Los Angeles Times: Obama And Romney Both Strayed From Facts In Debate
Obama, whose 2008 pledge to reduce insurance premiums is unfulfilled, continued to overstate the impact of the new healthcare law, claiming erroneously that premium increases had slowed in recent years. In fact, the average employee share of an employer-provided health plan jumped from $3,515 in 2009 to $4,316 in 2012, an increase of more than 22%, according to a survey from the Kaiser Family Foundation and the Health Research & Educational Trust. That is up from an increase of 18% between 2006 and 2009. But Romney made more false claims about the healthcare law and his own plans to replace it (10/4).
Politico: 5 Potential Dem House Upsets
For Democrats to reach the 25-seat magic number to seize control of the House, they’ll need to score more than a few upsets on Nov. 6. So party strategists are starting to look beyond the lineup of races they’ve long focused on to a handful of longer shot contests in which they might find success if things break just right (Isenstadt, 10/5).
Los Angeles Times: Feds Charge 91 Healthcare Providers With Billing Fraud
A federal healthcare strike force has charged 91 doctors, nurses and other licensed medical professionals in a nationwide sweep in connection with fraudulently billing the government nearly $430 million. Those charged included a group in Los Angeles that ferried patients for ambulance rides that were never medically necessary (Serrrano, 10/4).
Los Angeles Times: Kaiser Permanente CEO George Halvorson To Retire
The longtime chairman and chief executive of Kaiser Permanente, George Halvorson, plans to retire in December 2013, and the nonprofit health system is searching for a new leader (Terhune, 10/5).
The Washington Post: Small Businesses Push Back On DC Insurance-Exchange Mandate
The District’s small businesses may have to buy their employee health insurance through a city-run exchange come 2014, following a controversial vote by a city board.
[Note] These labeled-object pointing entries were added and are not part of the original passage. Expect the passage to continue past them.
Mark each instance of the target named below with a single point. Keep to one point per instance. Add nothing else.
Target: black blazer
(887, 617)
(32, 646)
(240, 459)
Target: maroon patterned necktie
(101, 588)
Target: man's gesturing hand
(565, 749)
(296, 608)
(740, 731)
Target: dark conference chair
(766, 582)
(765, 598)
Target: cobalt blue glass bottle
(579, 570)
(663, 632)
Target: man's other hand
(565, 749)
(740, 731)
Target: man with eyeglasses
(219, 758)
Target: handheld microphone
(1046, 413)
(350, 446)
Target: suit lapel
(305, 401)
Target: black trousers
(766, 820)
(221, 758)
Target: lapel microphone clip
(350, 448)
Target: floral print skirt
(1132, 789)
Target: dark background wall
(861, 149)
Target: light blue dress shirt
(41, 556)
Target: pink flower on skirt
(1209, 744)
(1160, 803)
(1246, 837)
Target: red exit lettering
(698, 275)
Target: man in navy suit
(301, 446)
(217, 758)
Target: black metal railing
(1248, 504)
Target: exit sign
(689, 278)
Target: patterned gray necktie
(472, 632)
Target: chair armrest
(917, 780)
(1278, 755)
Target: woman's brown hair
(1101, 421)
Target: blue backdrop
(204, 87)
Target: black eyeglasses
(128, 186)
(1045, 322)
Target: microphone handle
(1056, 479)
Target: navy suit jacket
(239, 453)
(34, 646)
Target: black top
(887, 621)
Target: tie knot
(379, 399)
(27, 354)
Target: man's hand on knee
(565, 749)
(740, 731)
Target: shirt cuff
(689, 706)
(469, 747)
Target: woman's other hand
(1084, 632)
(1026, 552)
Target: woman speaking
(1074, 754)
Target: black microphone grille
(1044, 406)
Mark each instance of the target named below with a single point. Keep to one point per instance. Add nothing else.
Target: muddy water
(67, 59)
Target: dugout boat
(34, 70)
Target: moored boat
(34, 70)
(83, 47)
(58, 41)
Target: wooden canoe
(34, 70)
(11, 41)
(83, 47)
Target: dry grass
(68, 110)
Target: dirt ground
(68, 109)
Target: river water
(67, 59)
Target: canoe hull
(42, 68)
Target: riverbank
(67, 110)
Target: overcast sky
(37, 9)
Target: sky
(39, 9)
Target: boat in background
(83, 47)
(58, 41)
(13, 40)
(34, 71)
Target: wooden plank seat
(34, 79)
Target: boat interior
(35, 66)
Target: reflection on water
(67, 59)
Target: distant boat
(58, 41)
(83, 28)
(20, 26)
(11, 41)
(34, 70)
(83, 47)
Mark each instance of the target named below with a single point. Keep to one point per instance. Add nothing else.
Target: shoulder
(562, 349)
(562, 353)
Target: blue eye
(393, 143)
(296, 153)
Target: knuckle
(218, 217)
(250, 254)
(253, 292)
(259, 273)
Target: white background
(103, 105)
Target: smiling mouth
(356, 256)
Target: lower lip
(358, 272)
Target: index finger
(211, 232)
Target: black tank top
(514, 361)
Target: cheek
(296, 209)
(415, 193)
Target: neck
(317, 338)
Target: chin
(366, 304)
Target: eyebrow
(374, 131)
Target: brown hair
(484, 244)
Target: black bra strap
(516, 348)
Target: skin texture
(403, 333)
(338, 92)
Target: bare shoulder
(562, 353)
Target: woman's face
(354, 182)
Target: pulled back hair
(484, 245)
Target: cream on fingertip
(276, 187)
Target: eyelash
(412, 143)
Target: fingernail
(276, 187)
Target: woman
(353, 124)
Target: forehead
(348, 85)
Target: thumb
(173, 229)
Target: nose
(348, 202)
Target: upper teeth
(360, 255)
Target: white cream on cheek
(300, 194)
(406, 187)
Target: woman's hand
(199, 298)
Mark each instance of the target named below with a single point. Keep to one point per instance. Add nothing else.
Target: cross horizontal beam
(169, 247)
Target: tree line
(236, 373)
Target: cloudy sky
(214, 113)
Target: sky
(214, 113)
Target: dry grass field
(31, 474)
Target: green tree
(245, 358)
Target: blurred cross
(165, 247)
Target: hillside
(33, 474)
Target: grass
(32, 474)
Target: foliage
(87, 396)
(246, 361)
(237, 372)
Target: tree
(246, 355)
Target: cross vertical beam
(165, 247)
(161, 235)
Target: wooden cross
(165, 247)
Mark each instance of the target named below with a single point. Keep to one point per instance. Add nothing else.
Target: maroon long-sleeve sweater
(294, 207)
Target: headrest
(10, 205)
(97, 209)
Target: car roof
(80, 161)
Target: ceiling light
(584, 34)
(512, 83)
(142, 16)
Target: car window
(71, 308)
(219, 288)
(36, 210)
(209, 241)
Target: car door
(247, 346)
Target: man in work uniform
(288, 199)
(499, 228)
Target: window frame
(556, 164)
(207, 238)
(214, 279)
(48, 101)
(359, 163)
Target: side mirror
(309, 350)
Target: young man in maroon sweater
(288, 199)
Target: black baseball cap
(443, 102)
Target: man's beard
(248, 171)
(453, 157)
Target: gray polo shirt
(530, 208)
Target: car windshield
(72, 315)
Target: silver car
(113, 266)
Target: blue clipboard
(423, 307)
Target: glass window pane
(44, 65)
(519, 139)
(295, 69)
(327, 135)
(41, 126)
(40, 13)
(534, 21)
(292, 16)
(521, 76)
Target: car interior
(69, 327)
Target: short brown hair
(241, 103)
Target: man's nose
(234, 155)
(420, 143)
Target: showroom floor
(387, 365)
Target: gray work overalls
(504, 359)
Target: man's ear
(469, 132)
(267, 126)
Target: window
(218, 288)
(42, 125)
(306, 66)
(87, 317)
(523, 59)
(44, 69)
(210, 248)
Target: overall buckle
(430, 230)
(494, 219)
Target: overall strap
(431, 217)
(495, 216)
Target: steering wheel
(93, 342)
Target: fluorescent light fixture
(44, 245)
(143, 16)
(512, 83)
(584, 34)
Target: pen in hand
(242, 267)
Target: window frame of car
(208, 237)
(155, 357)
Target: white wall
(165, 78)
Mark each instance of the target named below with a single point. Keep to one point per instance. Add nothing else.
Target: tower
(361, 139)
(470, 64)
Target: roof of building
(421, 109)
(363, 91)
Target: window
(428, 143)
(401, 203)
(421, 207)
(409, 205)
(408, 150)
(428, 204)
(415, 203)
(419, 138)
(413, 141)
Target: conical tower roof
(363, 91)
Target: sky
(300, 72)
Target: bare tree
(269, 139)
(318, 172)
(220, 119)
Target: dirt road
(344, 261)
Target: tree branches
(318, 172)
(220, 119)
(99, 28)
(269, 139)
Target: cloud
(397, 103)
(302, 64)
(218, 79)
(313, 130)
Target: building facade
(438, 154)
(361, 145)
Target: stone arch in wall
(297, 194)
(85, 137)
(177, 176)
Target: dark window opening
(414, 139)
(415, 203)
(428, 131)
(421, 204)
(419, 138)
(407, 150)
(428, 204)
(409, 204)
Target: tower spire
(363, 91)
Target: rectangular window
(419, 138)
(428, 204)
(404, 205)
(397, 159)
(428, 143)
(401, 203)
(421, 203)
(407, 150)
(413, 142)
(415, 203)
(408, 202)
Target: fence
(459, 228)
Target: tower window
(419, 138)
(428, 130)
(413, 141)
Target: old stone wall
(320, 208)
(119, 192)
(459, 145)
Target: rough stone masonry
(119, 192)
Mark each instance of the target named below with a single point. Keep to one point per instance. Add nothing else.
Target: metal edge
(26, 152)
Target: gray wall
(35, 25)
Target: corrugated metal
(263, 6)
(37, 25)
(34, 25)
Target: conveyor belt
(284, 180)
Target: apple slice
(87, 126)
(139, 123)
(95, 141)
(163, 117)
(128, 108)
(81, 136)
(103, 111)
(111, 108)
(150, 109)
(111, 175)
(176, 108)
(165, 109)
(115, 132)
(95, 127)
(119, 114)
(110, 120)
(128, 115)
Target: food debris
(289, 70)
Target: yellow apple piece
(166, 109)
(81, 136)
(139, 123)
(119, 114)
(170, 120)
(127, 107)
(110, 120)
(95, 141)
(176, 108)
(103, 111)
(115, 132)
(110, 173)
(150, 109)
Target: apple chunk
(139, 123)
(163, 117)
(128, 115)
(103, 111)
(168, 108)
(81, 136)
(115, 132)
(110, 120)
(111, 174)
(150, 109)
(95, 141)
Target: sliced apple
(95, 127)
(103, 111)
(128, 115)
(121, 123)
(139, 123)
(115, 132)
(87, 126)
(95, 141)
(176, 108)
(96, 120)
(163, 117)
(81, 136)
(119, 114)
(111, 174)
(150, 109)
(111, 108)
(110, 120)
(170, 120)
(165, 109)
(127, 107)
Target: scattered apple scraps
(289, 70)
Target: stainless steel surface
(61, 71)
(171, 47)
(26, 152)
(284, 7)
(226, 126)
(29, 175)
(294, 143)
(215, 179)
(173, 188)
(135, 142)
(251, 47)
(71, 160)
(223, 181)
The D.C. Health Benefit Exchange Authority, charged with implementing the federal health-care overhaul, voted Wednesday evening to accept a recommendation that all health-insurance plans sold in the city for 50 members or fewer must be purchased through the exchange (DeBonis, 10/4).
The Texas Tribune/New York Times: Medicaid Patient Shift Squeezes Home Caregivers
The abrupt exodus of thousands of South Texas Medicaid patients from one managed care health plan is putting a financial strain on home health providers already struggling to stay in business after the state’s transition to Medicaid managed care (Aaronson, 10/4).
USA Today: Free Birth Control Project Cuts Teen Births, Abortions
An experimental project that gave free birth control to more than 9,000 teen girls and women in one metropolitan area resulted in a dramatic decrease in abortions and teen pregnancies, a new study shows (Painter, 10/5).